[05/11] nvme: add definitions for NVMe In-Band authentication

Signed-off-by: Hannes Reinecke <hare@suse.de>
---
 include/linux/nvme.h | 185 ++++++++++++++++++++++++++++++++++++++++++-
 1 file changed, 184 insertions(+), 1 deletion(-)

On 7/16/21 4:04 AM, Hannes Reinecke wrote:
> Signed-off-by: Hannes Reinecke <hare@suse.de>

> ---

>   include/linux/nvme.h | 185 ++++++++++++++++++++++++++++++++++++++++++-

>   1 file changed, 184 insertions(+), 1 deletion(-)

> 

> diff --git a/include/linux/nvme.h b/include/linux/nvme.h

> index b7c4c4130b65..7b94abacfd08 100644

> --- a/include/linux/nvme.h

> +++ b/include/linux/nvme.h

> @@ -19,6 +19,7 @@

>   #define NVMF_TRSVCID_SIZE	32

>   #define NVMF_TRADDR_SIZE	256

>   #define NVMF_TSAS_SIZE		256

> +#define NVMF_AUTH_HASH_LEN	64

>   

>   #define NVME_DISC_SUBSYS_NAME	"nqn.2014-08.org.nvmexpress.discovery"

>   

> @@ -1263,6 +1264,8 @@ enum nvmf_capsule_command {

>   	nvme_fabrics_type_property_set	= 0x00,

>   	nvme_fabrics_type_connect	= 0x01,

>   	nvme_fabrics_type_property_get	= 0x04,

> +	nvme_fabrics_type_auth_send	= 0x05,

> +	nvme_fabrics_type_auth_receive	= 0x06,

>   };

>   

>   #define nvme_fabrics_type_name(type)   { type, #type }

> @@ -1270,7 +1273,9 @@ enum nvmf_capsule_command {

>   	__print_symbolic(type,						\

>   		nvme_fabrics_type_name(nvme_fabrics_type_property_set),	\

>   		nvme_fabrics_type_name(nvme_fabrics_type_connect),	\

> -		nvme_fabrics_type_name(nvme_fabrics_type_property_get))
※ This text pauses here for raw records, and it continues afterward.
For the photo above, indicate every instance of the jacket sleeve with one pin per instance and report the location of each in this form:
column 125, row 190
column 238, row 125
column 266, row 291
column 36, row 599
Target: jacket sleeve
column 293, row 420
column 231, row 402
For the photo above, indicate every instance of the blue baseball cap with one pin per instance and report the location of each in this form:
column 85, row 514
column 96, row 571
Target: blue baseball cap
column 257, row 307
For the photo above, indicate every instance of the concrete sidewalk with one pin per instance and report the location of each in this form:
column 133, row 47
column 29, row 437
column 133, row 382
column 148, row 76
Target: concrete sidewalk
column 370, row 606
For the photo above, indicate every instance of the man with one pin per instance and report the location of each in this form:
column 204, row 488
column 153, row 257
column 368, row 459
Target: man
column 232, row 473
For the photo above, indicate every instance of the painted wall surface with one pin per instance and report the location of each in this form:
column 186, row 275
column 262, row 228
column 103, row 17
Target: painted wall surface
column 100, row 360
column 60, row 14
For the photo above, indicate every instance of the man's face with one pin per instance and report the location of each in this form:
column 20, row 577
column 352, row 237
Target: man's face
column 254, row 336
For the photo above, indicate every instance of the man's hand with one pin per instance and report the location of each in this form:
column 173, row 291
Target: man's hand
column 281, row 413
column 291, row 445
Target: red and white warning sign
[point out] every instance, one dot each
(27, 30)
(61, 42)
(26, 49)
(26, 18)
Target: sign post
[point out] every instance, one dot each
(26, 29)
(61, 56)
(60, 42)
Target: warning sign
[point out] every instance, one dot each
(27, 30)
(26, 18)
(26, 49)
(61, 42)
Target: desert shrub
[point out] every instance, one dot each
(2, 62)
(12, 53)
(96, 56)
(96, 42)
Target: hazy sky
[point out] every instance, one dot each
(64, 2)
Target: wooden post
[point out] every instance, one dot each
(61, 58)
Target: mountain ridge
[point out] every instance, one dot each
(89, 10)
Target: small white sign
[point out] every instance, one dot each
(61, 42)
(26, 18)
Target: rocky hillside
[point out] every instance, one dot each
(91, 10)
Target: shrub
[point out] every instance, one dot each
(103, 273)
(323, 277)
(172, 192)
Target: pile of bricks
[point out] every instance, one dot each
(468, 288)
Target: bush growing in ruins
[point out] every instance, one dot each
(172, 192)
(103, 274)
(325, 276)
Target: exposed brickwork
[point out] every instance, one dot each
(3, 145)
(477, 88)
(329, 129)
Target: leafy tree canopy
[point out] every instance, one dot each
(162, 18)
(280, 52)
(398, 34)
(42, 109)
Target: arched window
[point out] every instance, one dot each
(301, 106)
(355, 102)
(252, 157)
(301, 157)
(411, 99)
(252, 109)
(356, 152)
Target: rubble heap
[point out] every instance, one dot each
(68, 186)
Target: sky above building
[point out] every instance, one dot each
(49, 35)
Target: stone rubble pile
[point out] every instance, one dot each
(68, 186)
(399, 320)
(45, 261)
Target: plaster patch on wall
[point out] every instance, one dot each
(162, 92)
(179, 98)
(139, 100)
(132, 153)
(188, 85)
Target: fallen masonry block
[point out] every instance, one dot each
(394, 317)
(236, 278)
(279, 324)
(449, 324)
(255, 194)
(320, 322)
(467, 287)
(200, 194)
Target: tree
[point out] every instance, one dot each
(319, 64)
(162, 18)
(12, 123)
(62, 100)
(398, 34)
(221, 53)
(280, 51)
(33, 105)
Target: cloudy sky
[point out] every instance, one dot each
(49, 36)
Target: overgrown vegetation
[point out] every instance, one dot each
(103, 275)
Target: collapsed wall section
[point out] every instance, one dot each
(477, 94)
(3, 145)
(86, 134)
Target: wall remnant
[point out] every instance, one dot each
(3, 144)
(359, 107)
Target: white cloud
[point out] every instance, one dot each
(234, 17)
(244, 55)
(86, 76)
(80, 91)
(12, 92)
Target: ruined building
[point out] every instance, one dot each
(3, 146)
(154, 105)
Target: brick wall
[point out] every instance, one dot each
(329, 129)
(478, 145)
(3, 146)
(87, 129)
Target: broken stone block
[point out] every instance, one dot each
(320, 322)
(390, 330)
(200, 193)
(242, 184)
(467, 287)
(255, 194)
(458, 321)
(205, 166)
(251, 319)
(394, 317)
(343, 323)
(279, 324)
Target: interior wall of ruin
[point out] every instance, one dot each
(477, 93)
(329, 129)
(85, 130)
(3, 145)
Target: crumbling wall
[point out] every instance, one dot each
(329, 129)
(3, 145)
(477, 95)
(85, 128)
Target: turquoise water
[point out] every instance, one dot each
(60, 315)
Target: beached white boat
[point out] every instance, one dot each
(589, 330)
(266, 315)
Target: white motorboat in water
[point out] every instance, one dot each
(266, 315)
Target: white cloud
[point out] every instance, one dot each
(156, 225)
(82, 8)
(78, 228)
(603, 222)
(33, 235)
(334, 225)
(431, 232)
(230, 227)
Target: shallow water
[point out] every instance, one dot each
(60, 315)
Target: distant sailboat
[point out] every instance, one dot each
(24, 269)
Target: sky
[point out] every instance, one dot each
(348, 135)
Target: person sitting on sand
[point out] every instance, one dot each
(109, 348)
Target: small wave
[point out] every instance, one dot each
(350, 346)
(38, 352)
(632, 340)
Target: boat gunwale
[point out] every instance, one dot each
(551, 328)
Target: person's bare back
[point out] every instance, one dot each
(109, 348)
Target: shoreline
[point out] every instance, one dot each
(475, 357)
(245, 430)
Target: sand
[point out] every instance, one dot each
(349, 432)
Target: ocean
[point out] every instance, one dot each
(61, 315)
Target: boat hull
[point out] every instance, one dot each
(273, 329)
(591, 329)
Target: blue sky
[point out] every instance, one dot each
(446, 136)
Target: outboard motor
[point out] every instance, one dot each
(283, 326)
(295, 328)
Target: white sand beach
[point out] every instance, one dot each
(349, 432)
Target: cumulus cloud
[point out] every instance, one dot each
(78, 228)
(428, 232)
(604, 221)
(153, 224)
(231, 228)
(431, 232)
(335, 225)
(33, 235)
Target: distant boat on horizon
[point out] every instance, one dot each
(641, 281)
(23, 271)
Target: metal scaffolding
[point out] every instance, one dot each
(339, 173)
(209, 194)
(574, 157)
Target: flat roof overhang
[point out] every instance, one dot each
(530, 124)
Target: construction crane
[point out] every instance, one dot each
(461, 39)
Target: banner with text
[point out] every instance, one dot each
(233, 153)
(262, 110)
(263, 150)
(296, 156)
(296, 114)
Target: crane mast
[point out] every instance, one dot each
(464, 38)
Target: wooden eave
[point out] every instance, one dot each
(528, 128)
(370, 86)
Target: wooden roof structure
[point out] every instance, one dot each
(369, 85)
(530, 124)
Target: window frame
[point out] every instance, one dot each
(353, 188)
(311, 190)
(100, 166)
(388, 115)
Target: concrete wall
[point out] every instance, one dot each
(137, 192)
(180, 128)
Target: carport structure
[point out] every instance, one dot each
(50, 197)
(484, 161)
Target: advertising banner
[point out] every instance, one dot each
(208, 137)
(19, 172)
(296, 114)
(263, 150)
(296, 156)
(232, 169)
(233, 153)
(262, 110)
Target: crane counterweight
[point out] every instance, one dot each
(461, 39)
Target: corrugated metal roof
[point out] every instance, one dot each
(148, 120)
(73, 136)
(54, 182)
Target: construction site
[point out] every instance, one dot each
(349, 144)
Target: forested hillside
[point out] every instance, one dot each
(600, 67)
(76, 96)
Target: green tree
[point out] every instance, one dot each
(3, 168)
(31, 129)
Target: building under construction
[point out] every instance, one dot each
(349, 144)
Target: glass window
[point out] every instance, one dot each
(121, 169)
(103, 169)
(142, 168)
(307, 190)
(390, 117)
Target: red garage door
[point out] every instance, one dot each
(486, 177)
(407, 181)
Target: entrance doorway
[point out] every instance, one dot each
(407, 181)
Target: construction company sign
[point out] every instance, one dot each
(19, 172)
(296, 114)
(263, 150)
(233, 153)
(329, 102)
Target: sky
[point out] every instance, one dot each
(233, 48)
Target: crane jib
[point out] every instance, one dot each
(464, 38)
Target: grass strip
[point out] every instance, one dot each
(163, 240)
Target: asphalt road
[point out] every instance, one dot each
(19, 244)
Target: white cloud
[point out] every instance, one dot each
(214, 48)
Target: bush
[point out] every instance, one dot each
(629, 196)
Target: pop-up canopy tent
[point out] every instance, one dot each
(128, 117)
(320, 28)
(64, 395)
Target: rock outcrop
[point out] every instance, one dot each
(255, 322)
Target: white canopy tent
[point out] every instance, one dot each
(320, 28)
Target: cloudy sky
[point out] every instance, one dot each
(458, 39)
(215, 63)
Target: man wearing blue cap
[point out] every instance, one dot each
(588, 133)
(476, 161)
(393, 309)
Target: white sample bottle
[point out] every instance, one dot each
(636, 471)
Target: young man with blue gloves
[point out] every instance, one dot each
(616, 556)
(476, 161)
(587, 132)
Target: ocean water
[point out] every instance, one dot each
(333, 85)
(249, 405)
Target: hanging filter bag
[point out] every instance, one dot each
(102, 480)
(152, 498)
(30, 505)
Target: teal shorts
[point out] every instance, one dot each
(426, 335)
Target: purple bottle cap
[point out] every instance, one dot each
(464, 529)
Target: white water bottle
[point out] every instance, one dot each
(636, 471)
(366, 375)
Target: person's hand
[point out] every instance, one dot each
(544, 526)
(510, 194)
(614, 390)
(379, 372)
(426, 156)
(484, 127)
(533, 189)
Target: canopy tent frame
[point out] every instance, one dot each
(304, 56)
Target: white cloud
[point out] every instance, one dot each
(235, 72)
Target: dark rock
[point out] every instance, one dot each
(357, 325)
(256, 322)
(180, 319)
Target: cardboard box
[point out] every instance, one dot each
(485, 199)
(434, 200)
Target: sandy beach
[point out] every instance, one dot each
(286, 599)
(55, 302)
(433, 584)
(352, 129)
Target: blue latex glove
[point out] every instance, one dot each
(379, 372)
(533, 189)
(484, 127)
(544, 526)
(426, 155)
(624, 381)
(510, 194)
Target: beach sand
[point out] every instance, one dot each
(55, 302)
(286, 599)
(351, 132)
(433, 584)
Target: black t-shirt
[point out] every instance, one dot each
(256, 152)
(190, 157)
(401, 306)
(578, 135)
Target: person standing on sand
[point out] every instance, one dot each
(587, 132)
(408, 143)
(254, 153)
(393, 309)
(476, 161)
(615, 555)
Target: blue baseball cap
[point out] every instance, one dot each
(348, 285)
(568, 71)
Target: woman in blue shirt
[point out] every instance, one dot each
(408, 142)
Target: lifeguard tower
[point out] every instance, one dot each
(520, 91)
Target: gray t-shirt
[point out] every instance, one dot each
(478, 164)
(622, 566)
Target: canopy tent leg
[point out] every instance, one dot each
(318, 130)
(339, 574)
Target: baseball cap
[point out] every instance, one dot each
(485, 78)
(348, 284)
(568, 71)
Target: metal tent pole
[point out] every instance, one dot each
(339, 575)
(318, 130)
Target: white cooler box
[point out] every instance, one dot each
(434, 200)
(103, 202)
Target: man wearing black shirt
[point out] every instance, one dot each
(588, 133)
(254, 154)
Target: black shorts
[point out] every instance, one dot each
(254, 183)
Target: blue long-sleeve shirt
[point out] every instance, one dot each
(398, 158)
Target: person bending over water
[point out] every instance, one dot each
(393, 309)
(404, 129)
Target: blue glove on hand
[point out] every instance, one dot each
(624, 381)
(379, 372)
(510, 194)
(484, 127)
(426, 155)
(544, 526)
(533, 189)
> +		nvme_fabrics_type_name(nvme_fabrics_type_property_get), \

> +		nvme_fabrics_type_name(nvme_fabrics_type_auth_send),	\

> +		nvme_fabrics_type_name(nvme_fabrics_type_auth_receive))

>   

>   /*

>    * If not fabrics command, fctype will be ignored.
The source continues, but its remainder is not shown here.